Voice synthesis

Author: Glen Lee

Many aspects of Virtual Reality involve imitating familiar real-world processes by computer. Imitating the human form and feel alone is an overwhelming task due to the complexity of the human creature. This section provides an overview of one of the human tasks of duplicative interest: speech.

How do humans speak: the physiological mechanics of speech

In order to synthesize human speech, an understanding must be developed of how humans are capable of such a task. By dissecting speech and its process into measurable and analytical qualities, instruments and techniques can be created to reproduce the aspects of speech.

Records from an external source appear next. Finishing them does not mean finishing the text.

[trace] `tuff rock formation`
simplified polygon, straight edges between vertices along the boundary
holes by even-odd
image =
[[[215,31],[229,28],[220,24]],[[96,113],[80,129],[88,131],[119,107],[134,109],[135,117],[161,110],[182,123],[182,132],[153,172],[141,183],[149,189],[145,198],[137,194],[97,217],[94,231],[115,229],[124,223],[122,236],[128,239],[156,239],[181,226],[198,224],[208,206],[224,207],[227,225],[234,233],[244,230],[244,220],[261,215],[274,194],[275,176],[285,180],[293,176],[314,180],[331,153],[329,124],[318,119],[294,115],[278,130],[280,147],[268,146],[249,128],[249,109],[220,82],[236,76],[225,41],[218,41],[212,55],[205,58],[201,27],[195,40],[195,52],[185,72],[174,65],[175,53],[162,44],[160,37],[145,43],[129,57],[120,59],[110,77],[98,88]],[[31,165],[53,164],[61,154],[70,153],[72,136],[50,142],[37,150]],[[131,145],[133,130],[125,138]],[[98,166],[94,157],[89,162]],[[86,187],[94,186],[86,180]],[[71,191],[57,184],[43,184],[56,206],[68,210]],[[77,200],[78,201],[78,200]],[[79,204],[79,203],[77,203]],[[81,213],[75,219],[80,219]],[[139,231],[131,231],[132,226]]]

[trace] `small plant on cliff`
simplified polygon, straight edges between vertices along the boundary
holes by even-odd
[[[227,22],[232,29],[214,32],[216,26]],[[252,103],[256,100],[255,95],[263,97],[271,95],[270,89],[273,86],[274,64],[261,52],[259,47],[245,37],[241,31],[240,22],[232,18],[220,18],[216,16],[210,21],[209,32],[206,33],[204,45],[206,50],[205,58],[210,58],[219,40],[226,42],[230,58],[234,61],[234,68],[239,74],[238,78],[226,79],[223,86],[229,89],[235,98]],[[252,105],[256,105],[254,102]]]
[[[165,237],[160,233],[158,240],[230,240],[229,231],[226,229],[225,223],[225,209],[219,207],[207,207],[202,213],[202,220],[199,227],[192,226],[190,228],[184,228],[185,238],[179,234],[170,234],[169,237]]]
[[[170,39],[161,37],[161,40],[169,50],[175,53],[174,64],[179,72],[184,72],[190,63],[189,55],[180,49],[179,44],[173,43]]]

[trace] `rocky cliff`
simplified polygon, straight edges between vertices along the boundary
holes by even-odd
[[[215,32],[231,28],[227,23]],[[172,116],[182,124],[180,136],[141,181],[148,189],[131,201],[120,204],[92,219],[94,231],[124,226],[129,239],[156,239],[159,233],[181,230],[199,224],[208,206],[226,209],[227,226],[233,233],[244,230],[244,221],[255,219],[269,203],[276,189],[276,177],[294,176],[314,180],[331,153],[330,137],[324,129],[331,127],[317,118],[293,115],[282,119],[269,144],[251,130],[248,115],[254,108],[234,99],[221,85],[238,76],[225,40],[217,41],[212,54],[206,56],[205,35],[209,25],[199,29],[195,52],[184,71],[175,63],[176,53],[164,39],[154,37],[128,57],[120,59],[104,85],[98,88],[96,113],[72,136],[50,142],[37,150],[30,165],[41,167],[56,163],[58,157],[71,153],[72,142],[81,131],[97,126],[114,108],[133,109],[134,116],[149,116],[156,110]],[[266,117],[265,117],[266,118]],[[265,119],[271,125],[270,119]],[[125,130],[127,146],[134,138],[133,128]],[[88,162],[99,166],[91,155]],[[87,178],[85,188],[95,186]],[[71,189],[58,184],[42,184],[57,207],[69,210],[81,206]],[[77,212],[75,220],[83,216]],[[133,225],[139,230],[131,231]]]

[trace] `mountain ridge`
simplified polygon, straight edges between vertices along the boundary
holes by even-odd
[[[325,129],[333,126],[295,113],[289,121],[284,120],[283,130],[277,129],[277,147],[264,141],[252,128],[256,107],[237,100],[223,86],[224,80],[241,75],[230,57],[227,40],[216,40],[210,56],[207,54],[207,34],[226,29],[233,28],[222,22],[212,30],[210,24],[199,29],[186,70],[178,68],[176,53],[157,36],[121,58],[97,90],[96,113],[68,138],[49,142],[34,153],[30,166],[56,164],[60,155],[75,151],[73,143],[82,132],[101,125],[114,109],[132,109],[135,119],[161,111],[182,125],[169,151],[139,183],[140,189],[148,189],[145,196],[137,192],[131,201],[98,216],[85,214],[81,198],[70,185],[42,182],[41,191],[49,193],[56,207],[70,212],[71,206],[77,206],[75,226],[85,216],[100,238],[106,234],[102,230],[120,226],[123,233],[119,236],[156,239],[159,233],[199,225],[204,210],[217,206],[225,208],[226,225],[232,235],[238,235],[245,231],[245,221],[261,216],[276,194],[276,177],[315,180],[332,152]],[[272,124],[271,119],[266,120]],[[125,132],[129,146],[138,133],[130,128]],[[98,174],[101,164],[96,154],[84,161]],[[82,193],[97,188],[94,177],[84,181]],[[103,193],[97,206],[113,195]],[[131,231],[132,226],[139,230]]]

The most simplistic description of how humans utter sounds in speech can be characterized by the control of air generated by the lungs, flowing through the vocal tract, vibrating over the vocal cord, filtered by facial muscule activity, and released out of the mouth and nose (see |Figure IB2.1|). Although the vocal tract is a tube that roughly measures up to one foot, the sound actually takes shape in the latter six inches of the tube--the oral cavity. In this portion of the vocal tract, many combinations of anatomical activities can alter the passing air flow.

For example, the brain can signal the vocal cord, also known as the "larynx", to vibrate or resonate. This vibration forms the glottal waveform, shown in |Figure IB2.2|. Due to the waveform curve being simple in nature, waveform generators can attempt to duplicate its shape. Just by tightening the vocal cord muscles, the sound's fundamental frequency can be increased, producing higher-pitched sounds.

Furthermore, the air flow can be restricted and altered by positions of the tongue, teeth, lips and other facial muscles in the oral cavity. It is this interfacing of all the possible combinations and variations of the audio filters that complicates the task of synthesizing speech [CATER83]. An alternative to combatting the problem of determining the effects of changes in the facial muscles to produce sound, is to study the actual sounds produced.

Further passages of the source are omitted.